Apple Spring Loaded: AR Foundations?
With Apple rolling out new products, it's tempting to look for hints of coming glasses. But the bigger picture is an approach to products which has become as tight and seamless as an iMac bezel.
When you're wearing AR glasses everything you see is augmented. Same thing when you watch Apple roll out new products: you search for hints of coming XR visors, glasses, anything to help you read the tea leaves on when the new devices are coming.
Oscar Falmer put together a thread highlighting all the ways in which LiDAR capabilities were highlighted during the events (click through to see the thread):
But LiDAR isn't new. It's capabilities are getting better. Its use on the new iPads will be...astonishing. The ability to blend the physical and digital through a combination of cameras, machine learning and LiDAR sensors is profound.
Soon, you'll be able to direct Star Wars in your living room. Just throw in a Meta Human and you're off to the races. (I'm sure Apple would have preferred to demo some hot new thing from Epic during the launch presentations!)
I was half-hoping that the new Air Tags would have some utility beyond being a sexier/more widely deployed "find my phone" button. Honestly, I was working on Bluetooth Beacons 7 years ago and these are ....beacons. Albeit with ultra-wideband.
So, What Did Apple Show?
There was no direct hint of coming optical devices during Apple's launch events.
What they did do was unveil the next phase of a grand new era for Apple.
Remember when Apple moved away from skeumorphic design? Your iPhone notepad stopped looking like note paper. We stopped seeing imitation leather and buttons with glow.
What Apple showed yesterday validates that their internal processes and team structure has created a deep integration of the 'redesign' process. The user-facing interfaces are not bolted on top of the product/industrial design which is not a wrapper around chips and systems.

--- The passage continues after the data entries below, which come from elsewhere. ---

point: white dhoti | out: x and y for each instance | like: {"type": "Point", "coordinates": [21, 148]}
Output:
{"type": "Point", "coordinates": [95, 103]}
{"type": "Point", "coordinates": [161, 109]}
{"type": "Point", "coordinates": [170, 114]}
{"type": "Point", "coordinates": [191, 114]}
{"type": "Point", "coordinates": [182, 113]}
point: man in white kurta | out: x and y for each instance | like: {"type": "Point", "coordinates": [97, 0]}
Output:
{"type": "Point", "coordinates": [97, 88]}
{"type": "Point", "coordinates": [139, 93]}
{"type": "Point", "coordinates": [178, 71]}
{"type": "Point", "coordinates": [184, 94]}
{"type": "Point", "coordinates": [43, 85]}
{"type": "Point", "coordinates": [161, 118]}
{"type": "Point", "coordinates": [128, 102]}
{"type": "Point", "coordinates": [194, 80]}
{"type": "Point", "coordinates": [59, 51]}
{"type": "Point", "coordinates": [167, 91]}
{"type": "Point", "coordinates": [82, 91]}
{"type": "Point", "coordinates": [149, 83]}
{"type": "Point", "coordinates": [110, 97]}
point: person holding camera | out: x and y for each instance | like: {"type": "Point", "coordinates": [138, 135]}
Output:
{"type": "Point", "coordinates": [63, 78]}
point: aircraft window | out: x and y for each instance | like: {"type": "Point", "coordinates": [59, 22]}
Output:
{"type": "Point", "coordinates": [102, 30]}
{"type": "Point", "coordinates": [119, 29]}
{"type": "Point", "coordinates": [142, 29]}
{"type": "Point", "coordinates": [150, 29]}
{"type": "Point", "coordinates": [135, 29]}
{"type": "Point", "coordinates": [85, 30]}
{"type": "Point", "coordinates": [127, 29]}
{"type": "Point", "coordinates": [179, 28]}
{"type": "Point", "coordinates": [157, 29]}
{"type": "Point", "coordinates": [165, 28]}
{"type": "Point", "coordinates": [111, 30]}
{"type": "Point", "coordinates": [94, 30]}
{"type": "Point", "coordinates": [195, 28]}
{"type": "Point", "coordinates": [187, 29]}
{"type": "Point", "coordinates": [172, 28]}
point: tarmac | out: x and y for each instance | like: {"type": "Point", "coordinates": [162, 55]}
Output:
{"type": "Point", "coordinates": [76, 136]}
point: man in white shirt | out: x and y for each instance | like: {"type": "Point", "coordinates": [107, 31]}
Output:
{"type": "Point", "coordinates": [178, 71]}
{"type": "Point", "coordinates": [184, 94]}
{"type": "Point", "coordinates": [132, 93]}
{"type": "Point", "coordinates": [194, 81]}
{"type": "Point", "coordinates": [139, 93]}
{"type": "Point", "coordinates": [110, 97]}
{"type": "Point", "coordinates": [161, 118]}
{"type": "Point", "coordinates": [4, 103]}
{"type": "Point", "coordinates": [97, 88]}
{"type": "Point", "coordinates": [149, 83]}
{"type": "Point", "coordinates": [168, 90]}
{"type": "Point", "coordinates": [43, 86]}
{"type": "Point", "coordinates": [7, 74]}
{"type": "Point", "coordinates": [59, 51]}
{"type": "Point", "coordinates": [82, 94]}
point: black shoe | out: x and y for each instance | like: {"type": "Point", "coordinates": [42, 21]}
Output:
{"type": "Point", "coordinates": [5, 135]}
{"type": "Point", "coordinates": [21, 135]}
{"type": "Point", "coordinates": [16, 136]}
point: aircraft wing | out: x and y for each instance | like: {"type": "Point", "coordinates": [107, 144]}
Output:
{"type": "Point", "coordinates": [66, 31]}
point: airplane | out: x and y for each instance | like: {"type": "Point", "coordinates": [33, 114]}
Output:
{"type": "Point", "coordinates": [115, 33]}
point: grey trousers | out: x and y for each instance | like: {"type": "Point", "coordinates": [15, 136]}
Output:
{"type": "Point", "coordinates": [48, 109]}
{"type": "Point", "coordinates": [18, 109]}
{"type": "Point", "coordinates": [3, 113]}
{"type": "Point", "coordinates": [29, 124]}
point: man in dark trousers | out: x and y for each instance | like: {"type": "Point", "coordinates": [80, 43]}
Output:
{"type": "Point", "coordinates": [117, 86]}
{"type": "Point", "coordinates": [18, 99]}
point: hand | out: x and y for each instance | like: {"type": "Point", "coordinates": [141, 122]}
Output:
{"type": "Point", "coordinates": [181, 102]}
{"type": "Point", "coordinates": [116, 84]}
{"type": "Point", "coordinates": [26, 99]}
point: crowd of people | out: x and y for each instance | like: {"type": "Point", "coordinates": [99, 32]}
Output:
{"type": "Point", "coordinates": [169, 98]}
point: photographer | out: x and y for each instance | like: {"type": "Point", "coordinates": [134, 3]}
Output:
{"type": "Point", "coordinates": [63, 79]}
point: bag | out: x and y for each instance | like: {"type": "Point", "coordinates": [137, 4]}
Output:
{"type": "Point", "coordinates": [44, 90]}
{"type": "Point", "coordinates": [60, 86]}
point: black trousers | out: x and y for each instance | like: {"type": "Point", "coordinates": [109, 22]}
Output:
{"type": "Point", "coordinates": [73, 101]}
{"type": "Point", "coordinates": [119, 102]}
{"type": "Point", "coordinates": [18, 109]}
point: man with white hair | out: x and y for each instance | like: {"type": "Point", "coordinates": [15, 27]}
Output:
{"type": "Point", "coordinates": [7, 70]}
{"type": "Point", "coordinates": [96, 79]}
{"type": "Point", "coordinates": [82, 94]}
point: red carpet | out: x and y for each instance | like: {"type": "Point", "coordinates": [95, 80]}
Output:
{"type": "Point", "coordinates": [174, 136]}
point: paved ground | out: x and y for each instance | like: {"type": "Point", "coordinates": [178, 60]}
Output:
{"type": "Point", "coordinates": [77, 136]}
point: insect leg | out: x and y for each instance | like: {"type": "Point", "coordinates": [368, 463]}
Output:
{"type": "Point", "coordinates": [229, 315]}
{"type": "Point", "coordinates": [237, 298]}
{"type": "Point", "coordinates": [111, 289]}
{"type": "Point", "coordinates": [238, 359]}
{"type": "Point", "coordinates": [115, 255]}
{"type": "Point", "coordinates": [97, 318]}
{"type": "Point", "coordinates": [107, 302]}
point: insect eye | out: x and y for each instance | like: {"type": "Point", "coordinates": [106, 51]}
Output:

And so when we think about the next generation of devices it tells us that the bar is insanely high. Opticals will need to:
- Fit seamlessly into this tightly designed, bright, and light new reality
- Be tightly coupled to the other devices in the Apple family. No device stands alone. They all cross-integrate. If you can't get, say, Apple Arcade to work as a subscription offering on "visors" out of the gate, it won't happen at all.
- Be environmentally sound.
- Be privacy-focused.
- Push the absolute limits of silicon.
Apple Next
Honestly? I want all of these devices. They would super-power my work which is, by default, an Apple world (I can't easily program apps on a PC).
But, there's also something that feels a bit sterile about where they're taking the brand. I believe it's intentional. As they said about the new iMacs, they want the computer to 'disappear' so you can focus on the content.
That's a good description of what glasses will eventually do. The computer part of our computers will disappear. And in Apple's world, it will let us see a tightly curated world which is all smooth surfaces and slightly saturated colours.
In the augmented world that Apple is taking us to, we'll all be walking across a manicured lawn that gives a hint of wild nature, but which is enclosed in the courtyard of the Apple Loop.